To give your computations some _ooomph_, run the workers and scheduler on a powerful instance on EC2 or OpenStack. You can run the client on that instance too, or on your laptop if that's more convenient. These instructions assume you're running it on your laptop. You can also add more EC2 or OpenStack instances for additional workers, if you need even more _ooomph_.

### Set up the instance for the workers and scheduler

I have created an image on OpenStack called `ubuntu-18.04-python-3.7.0-dask` and an AMI on EC2 with the same name. The username for these is `ubuntu` rather than the `ec2-user` that you might be used to.

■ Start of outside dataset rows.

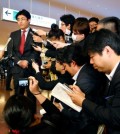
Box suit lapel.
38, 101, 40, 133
24, 28, 32, 51
106, 63, 120, 95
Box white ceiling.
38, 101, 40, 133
57, 0, 120, 18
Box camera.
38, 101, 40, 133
19, 78, 29, 87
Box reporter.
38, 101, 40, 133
3, 76, 67, 134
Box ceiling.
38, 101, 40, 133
38, 0, 120, 18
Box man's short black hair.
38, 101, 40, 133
60, 14, 75, 31
57, 43, 88, 66
85, 29, 120, 55
89, 17, 99, 23
16, 9, 31, 20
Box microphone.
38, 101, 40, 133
4, 37, 12, 50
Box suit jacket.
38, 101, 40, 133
16, 99, 65, 134
62, 64, 104, 134
35, 72, 74, 90
7, 28, 36, 73
83, 63, 120, 134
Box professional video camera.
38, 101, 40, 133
0, 55, 14, 67
30, 30, 42, 47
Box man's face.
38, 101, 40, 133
17, 15, 30, 30
89, 50, 110, 73
89, 21, 97, 33
63, 63, 75, 76
60, 21, 67, 33
96, 24, 104, 31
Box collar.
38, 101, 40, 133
72, 64, 85, 81
21, 27, 30, 32
105, 62, 119, 81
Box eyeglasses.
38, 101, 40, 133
17, 18, 27, 22
61, 23, 65, 26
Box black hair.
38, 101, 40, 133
85, 29, 120, 55
15, 9, 31, 20
56, 43, 88, 66
73, 17, 90, 37
98, 16, 120, 37
89, 17, 99, 23
3, 95, 35, 131
60, 14, 75, 31
48, 24, 64, 39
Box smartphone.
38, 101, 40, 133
63, 83, 73, 93
19, 78, 29, 87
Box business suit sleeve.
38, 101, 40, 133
82, 79, 120, 128
35, 72, 59, 90
35, 72, 73, 90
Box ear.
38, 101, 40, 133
81, 34, 85, 39
71, 60, 76, 66
104, 46, 114, 55
67, 24, 71, 30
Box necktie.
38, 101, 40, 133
19, 30, 26, 54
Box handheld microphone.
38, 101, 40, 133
4, 37, 12, 50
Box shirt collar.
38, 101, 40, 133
105, 62, 119, 81
72, 64, 85, 81
21, 27, 30, 32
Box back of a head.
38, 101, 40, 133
85, 29, 120, 55
98, 16, 120, 37
48, 24, 64, 39
60, 14, 75, 31
3, 95, 34, 132
73, 17, 90, 37
16, 9, 31, 20
61, 43, 88, 66
89, 17, 99, 23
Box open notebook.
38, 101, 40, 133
51, 83, 82, 112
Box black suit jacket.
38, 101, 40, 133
35, 72, 74, 90
83, 64, 120, 134
62, 64, 104, 134
7, 28, 36, 73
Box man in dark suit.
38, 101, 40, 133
7, 9, 36, 109
54, 43, 106, 134
69, 29, 120, 134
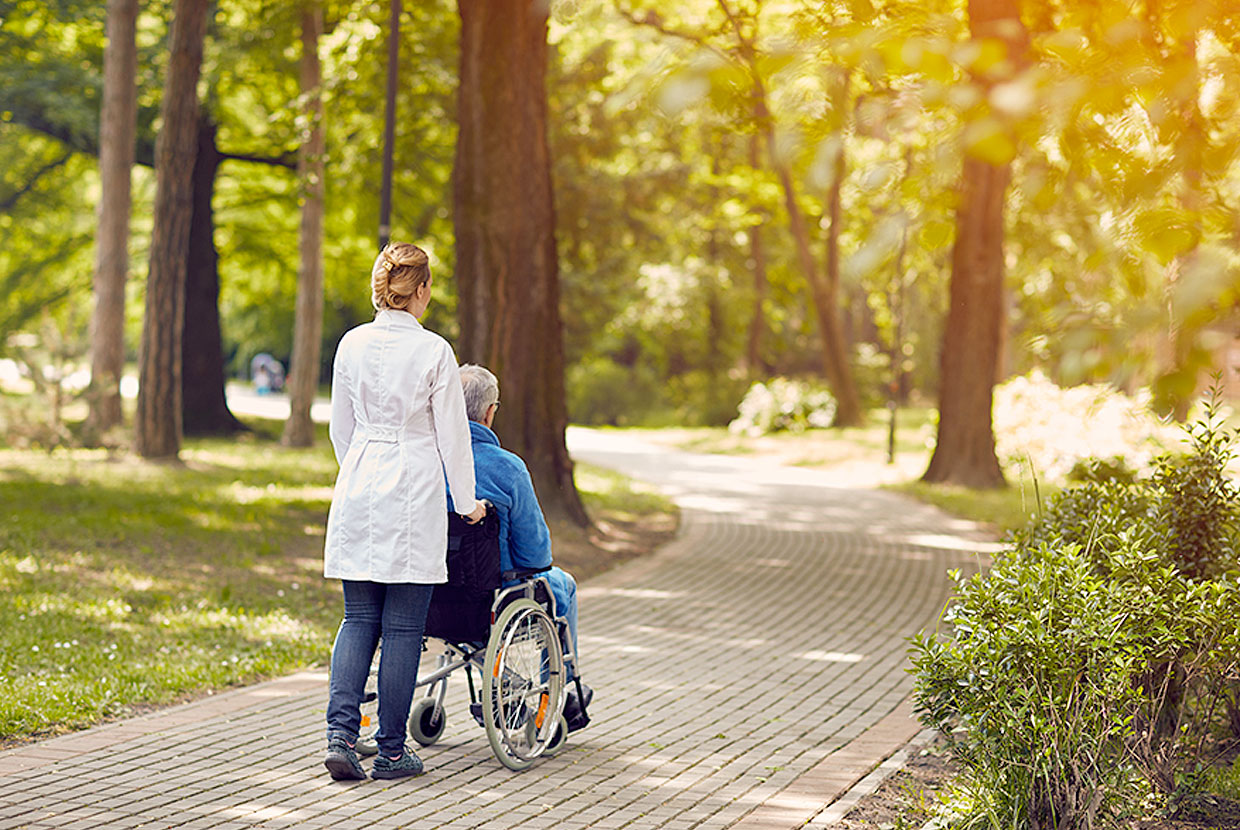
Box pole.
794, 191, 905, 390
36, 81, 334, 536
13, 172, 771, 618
379, 0, 401, 251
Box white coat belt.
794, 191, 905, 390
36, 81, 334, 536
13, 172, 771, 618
353, 424, 402, 444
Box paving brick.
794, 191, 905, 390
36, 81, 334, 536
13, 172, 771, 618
0, 437, 986, 830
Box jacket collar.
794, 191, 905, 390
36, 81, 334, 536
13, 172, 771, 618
469, 421, 500, 447
374, 309, 422, 329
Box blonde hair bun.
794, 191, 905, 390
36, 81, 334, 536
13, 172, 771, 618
371, 242, 430, 310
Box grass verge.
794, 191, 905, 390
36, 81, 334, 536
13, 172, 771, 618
0, 422, 676, 744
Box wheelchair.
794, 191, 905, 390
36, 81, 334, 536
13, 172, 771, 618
409, 509, 588, 770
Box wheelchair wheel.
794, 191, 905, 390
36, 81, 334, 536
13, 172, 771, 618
409, 697, 448, 747
482, 599, 564, 770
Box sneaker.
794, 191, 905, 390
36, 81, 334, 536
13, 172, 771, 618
564, 684, 594, 732
322, 734, 366, 782
371, 748, 425, 778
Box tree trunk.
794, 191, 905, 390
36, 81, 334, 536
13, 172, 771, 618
134, 0, 210, 458
281, 5, 326, 447
453, 0, 589, 525
87, 0, 138, 434
923, 0, 1028, 488
745, 133, 769, 375
181, 119, 246, 435
816, 113, 863, 427
753, 85, 862, 427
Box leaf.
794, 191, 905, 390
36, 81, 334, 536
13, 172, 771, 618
965, 117, 1016, 165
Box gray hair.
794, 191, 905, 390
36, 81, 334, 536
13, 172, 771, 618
460, 364, 500, 423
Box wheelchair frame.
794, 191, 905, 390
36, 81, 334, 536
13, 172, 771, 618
409, 571, 580, 770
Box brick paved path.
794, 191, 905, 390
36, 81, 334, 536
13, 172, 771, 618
0, 431, 988, 830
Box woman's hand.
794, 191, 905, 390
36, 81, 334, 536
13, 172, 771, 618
461, 500, 486, 525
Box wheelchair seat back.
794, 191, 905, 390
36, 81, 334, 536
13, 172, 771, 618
427, 511, 501, 643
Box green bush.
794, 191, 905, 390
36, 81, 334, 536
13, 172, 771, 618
728, 377, 836, 435
1012, 480, 1154, 562
913, 546, 1158, 830
565, 357, 662, 427
1066, 455, 1137, 484
1151, 414, 1240, 579
913, 408, 1240, 830
666, 370, 749, 427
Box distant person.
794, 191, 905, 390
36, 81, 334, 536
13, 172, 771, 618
460, 364, 594, 732
249, 351, 284, 395
324, 242, 485, 780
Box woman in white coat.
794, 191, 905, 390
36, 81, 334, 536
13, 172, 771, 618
324, 242, 485, 779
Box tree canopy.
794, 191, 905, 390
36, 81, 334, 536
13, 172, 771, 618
0, 0, 1240, 478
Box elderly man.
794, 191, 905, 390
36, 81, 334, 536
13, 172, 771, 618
449, 364, 594, 732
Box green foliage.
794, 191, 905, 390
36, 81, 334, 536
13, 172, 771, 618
0, 422, 675, 738
728, 377, 836, 435
567, 357, 660, 427
913, 546, 1155, 829
0, 424, 340, 737
0, 306, 88, 450
913, 408, 1240, 828
1065, 455, 1137, 484
1149, 408, 1240, 579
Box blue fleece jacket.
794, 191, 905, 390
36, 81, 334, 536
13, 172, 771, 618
448, 421, 551, 571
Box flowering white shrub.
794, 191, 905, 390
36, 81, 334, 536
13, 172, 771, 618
992, 370, 1183, 481
728, 377, 836, 435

### Starting the scheduler

Log into your instance with `ssh`, and do port forwarding for ports 8786 and 8787 at the same time:

    ssh -L 8786:localhost:8786 -L 8787:localhost:8787 ubuntu@10.2.16.165

Port 8786 is for the workers and client will connect to the scheduler. Port 8786 is for the scheduler's web dashboard.

On your instance run

    cd dask_stuff
    pipenv run dask-scheduler

The scheduler will start and give you a message like this:

    distributed.scheduler - INFO - -----------------------------------------------
    distributed.scheduler - INFO - Clear task state
    distributed.scheduler - INFO -   Scheduler at:    tcp://172.16.0.27:8786
    distributed.scheduler - INFO -       bokeh at:                     :8787
    distributed.scheduler - INFO - Local Directory:    /tmp/scheduler-41ssh763
    distributed.scheduler - INFO - -----------------------------------------------



### Opening the web dashboard

You can now open the web dashboard by going here [http://localhost:8787](http://localhost:8787).

### Starting the workers

With another `ssh` session, or using `screen` or `tmux` magic, run something like following:

    cd dask_stuff/dask_workers
    pipenv run dask-worker --nprocs 12 --nthreads 1 172.16.0.27:8786 --memory-limit 4GB

Note the following parts of the command:

- the `nprocs` part determines how many worker processes will be started
- the `nthreads` part determines how many threads will run within each worker process (I would suggest just setting this to 1, because of python's Global Interpreter Lock bollocks)
- the IP and port number `172.16.0.27:8786` need to match what the scheduler output when it was started (and if you want to run additional workers on additional instances, this is how they will know where the scheduler is)
- the `memory-limit` part sets how much memory each worker process is allocated

On the scheduler's stdout you will see a message like this for each worker that joins:

    distributed.scheduler - INFO - Register tcp://172.16.0.27:37375
    distributed.scheduler - INFO - Starting worker compute stream, tcp://172.16.0.27:37375
    distributed.core - INFO - Starting established connection

You can also check in the "Workers" tab of the web dashboard, to see your lovely workers read to work for you.

### Starting the client

You're now ready to start a client and do some work. You can run the client on your own laptop, where you can install `dask` like this:

    pipenv install "dask[complete]"

Try to have the same versions of python and `dask` on the different machines. One thing I have found that definitely caused problems was trying to mix machines running python 3.6.something with machines running python 3.7.something. (This is why the AMI I've made contains a python 3.7.0 built from source.)


The other example notebooks included will show you how to run a client :) Happy `dask`ing!